Per carità, anche questo è uno scarabocchio che imbratta pagine tutt'altro che vergini. Il campo è quello su cui - per fare un esempio - Fubini ha tempo addietro depositato le sue confessioni sugli "omissis" circa la Grecia (per i possibili danni alla narrazione europeista). E la logica è quella in virtù della quale il silenzio avvolge Assange, colpevole di non essersi mai posto problemi come quello offerto alla saggezza di Sallusti. Personalmente, anzi, presto attenzione a questo genere d'imbarazzi da diversi anni. Almeno dai famigerati fatti di quel capodanno tedesco che vide, presso la stazione di Colonia e non solo, un incredibile numero di molestie sessiste ad opera di immigrati. Ricorderete la canea che si scatenò per rendere la notizia più adeguata a quelli che oggi chiameremmo standard della community. Una guerra preventiva contro eventuali reazioni razziste (ma soprattutto contro il rischio che s'intavolasse un dibattito vero su immigrazione e integrazione) nella quale si cercava di tacciare da disinformatore chiunque riportasse i fatti senza omissioni (sul sito di qualche debunker si dibatteva se fosse giornalisticamente corretto parlare di molestie proponendo sottili distinzioni che avrebbero scatenato le ire delle femministe, se anch'esse non fossero state in gran parte impegnate nell'operazione di cosmesi politically correct).

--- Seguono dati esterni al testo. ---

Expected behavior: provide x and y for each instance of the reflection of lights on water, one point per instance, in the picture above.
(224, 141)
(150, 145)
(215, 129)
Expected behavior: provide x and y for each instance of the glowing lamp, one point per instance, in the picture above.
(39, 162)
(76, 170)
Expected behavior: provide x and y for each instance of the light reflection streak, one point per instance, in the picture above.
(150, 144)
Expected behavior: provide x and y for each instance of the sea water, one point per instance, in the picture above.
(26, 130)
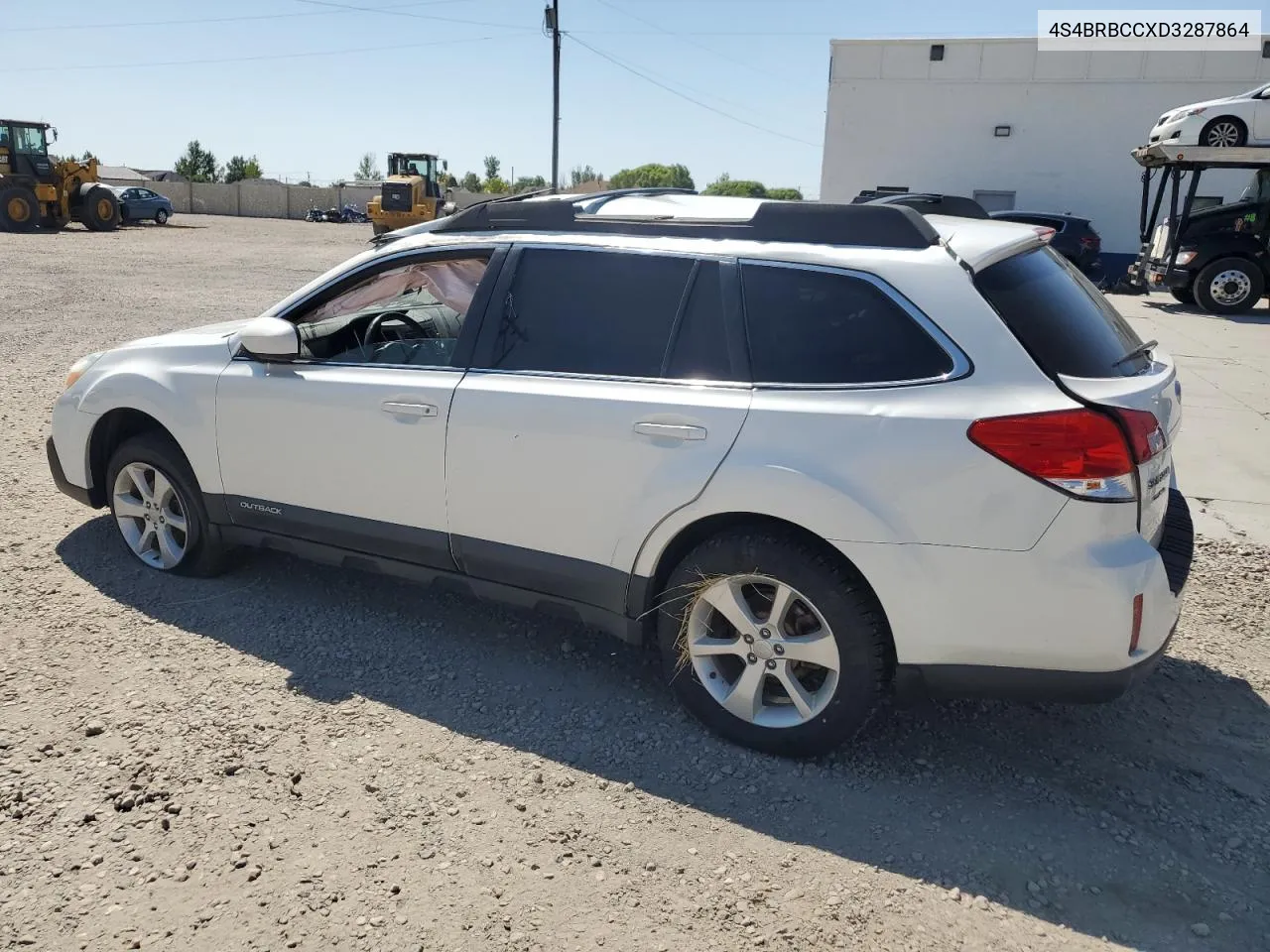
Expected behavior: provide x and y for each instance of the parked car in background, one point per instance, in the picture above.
(1219, 123)
(143, 204)
(1074, 238)
(933, 203)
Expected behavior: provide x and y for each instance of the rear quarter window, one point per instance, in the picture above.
(808, 326)
(1060, 317)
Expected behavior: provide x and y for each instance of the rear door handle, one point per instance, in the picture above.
(399, 409)
(672, 430)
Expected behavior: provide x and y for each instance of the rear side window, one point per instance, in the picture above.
(818, 326)
(593, 312)
(701, 343)
(1060, 317)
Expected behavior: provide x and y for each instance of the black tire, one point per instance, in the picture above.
(1236, 295)
(100, 209)
(1224, 132)
(842, 599)
(19, 208)
(204, 551)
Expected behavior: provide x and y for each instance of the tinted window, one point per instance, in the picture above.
(701, 343)
(588, 312)
(1061, 318)
(813, 326)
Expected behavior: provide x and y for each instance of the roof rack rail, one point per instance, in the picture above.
(811, 222)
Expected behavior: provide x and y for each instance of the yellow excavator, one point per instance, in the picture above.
(412, 193)
(37, 190)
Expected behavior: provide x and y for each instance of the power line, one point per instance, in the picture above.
(64, 27)
(62, 67)
(690, 42)
(684, 95)
(414, 16)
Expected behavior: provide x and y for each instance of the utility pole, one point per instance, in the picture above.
(553, 22)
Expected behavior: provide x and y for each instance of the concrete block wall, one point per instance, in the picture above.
(213, 198)
(262, 199)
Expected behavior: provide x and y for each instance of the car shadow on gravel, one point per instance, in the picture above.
(1134, 820)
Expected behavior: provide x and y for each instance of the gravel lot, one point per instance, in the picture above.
(290, 757)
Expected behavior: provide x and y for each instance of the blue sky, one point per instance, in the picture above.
(309, 85)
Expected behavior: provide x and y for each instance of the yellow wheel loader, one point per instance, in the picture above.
(412, 193)
(39, 191)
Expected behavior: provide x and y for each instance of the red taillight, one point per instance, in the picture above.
(1146, 438)
(1080, 451)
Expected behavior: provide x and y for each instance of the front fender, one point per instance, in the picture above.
(181, 398)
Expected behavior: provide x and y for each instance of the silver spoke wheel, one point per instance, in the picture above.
(1223, 135)
(762, 651)
(1230, 287)
(151, 516)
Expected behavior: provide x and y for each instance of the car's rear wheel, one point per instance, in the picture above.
(1224, 132)
(772, 643)
(159, 509)
(1229, 286)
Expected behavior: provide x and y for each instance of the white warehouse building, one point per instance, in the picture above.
(1017, 128)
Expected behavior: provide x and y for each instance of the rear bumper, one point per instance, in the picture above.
(55, 466)
(971, 680)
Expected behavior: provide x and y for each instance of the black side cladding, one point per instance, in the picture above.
(811, 222)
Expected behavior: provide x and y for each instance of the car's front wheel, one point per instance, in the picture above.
(1224, 132)
(159, 509)
(1229, 286)
(772, 643)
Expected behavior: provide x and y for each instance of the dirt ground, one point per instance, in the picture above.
(290, 757)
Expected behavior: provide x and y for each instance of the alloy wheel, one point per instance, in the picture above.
(151, 516)
(762, 651)
(1230, 287)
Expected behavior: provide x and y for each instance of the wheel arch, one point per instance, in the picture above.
(108, 433)
(645, 590)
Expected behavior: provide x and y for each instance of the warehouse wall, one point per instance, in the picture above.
(898, 118)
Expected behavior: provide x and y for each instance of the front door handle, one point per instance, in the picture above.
(399, 409)
(672, 430)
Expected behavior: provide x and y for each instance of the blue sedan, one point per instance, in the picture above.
(141, 204)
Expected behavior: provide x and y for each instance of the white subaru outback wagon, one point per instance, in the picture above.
(813, 452)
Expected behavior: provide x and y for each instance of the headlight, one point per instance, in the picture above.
(79, 367)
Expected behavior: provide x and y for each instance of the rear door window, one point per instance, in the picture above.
(808, 325)
(593, 312)
(1060, 317)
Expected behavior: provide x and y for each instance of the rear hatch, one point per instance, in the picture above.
(1078, 338)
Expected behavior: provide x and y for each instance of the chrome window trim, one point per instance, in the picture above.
(961, 363)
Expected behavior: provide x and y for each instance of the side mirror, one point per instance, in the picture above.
(268, 339)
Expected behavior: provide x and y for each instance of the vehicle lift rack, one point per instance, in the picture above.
(1174, 162)
(813, 222)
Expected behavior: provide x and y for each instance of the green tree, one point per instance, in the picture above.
(197, 164)
(530, 182)
(583, 173)
(653, 176)
(366, 169)
(239, 168)
(739, 188)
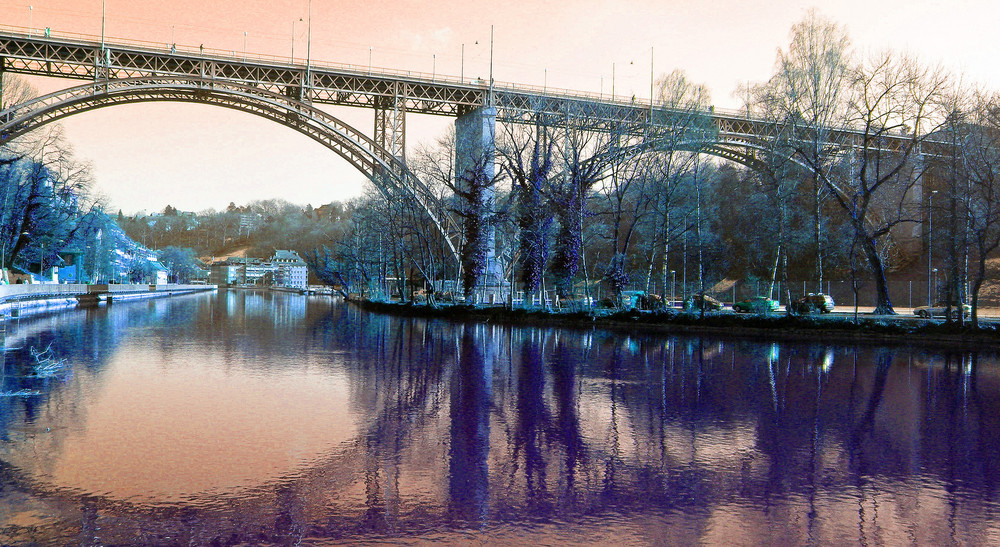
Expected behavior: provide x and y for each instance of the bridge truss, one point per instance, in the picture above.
(287, 92)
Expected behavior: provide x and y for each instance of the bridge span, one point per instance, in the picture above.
(286, 90)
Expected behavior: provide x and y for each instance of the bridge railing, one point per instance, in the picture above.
(162, 48)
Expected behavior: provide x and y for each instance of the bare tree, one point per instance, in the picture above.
(807, 95)
(584, 154)
(527, 153)
(894, 107)
(980, 158)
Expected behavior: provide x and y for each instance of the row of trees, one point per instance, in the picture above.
(839, 156)
(44, 192)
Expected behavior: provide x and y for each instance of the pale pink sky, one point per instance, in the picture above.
(196, 157)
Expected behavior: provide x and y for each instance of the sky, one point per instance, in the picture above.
(197, 157)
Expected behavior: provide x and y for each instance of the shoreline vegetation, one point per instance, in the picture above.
(777, 326)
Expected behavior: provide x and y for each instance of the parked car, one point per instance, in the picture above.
(698, 301)
(812, 303)
(757, 304)
(940, 309)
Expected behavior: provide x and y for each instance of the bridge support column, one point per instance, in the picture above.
(390, 125)
(475, 163)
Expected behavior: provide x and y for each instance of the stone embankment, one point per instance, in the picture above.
(21, 300)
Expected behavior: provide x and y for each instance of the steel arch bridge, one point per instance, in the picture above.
(388, 172)
(281, 90)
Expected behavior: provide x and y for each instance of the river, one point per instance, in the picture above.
(261, 418)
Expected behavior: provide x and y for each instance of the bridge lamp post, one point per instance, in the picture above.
(935, 279)
(930, 235)
(673, 278)
(293, 39)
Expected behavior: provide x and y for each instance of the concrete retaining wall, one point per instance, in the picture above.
(20, 300)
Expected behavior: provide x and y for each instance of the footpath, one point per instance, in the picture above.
(21, 300)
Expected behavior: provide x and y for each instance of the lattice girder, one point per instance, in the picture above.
(381, 166)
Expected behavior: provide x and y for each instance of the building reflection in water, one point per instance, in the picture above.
(375, 427)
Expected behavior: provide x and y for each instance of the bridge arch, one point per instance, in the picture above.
(389, 174)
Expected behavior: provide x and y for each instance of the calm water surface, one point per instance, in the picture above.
(250, 418)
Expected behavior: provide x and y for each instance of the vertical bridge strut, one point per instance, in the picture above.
(390, 121)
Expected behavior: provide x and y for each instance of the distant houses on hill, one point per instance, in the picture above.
(100, 252)
(285, 269)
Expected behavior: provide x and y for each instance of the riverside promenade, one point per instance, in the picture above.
(21, 300)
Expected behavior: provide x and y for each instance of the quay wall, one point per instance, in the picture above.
(20, 300)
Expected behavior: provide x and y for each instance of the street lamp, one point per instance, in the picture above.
(935, 280)
(930, 235)
(673, 277)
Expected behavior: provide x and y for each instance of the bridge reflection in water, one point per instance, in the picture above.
(253, 417)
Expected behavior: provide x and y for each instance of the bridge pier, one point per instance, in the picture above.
(475, 160)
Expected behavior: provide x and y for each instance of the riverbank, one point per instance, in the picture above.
(898, 331)
(23, 300)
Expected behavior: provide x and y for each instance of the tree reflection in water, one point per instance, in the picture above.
(457, 432)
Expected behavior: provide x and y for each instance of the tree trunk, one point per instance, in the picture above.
(883, 304)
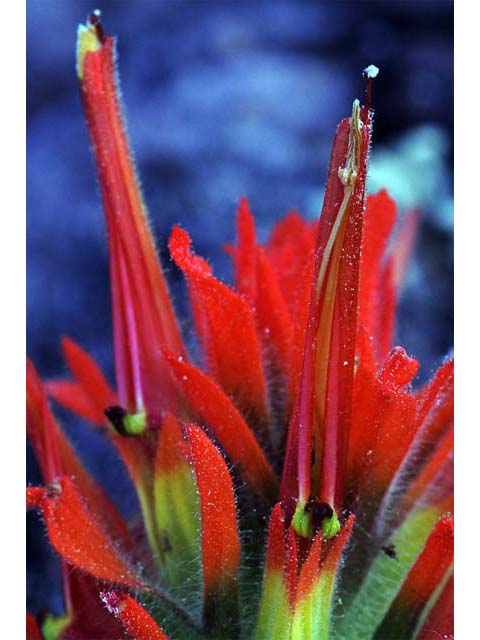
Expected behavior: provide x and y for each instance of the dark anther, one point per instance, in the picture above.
(389, 550)
(53, 490)
(165, 541)
(116, 415)
(319, 511)
(94, 20)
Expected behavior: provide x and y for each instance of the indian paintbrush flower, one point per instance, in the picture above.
(293, 486)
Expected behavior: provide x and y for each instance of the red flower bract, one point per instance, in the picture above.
(300, 415)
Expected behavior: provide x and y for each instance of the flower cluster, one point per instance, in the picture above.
(292, 484)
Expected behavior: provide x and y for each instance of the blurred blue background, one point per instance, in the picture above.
(226, 99)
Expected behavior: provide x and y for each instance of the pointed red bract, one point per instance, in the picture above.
(380, 214)
(310, 569)
(134, 618)
(78, 538)
(439, 622)
(321, 416)
(226, 327)
(275, 560)
(220, 541)
(226, 423)
(143, 316)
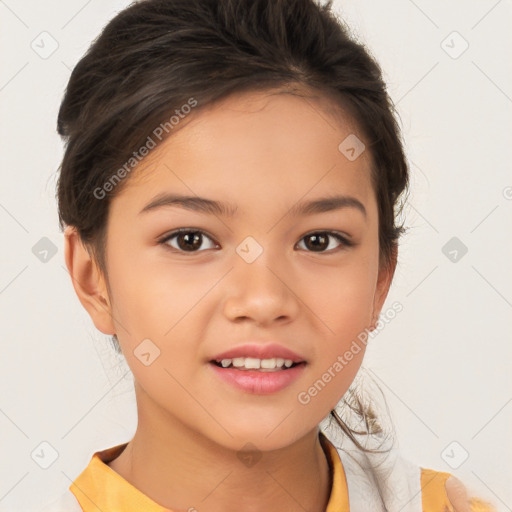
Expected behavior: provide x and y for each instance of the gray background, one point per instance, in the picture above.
(444, 363)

La differenza ora è che non si sente più neppure il bisogno di arrampicarsi sui vetri, di cercare uno straccio argomentativo con cui lucidare i fatti, per quanto logoro. Il gioco è ormai scoperto, e le epifanie del Buon Pastore catodico sono "new normal". Il processo overtoniano è stato guidato con estrema abilità: solo in pochissimi si rendono conto di come siamo passati dall'etica del giornalismo al giornalismo dell'etica. I più pensano che le due espressioni abbiano il medesimo significato, e invece sono esattamente l'una l'opposto dell'altra. Non per caso, proprio mentre il paternalismo dei media diventa carattere dichiarato, impazza una lotta alla "disinformazione" che ha l'obiettivo di attestare la neutralità dei media, così come l'ostracismo dei dissidenti consoliderebbe un'altrettanto illusoria neutralità della scienza, e la sepoltura delle piazze "zerovirgoliste" la neutralità di una politica da tempo scaduta ad attività burocratico-amministrativa.

Tutto neutro, in questo nuovo mondo, proprio quando nulla è mai stato meno neutro. E la generazione di quel Sessantotto che cantava come non esistano poteri buoni, discute in diretta di come gestire il potere (ciò che oggi, ad ogni latitudine, viene ribattezzato "responsabilità") sotto l'egida di una ragione morale. Di una religione, che come tutte le altre può alla bisogna diventare "instrumentum regni". Di questo discutevano l'altra sera i nostri beniamini televisivi: di come amministrare un potere. Di come gestire un pubblico (questo è il nuovo nome di quelli che un tempo erano "cittadini"). Per il loro bene, è ovvio: quale regime ha mai detto il contrario?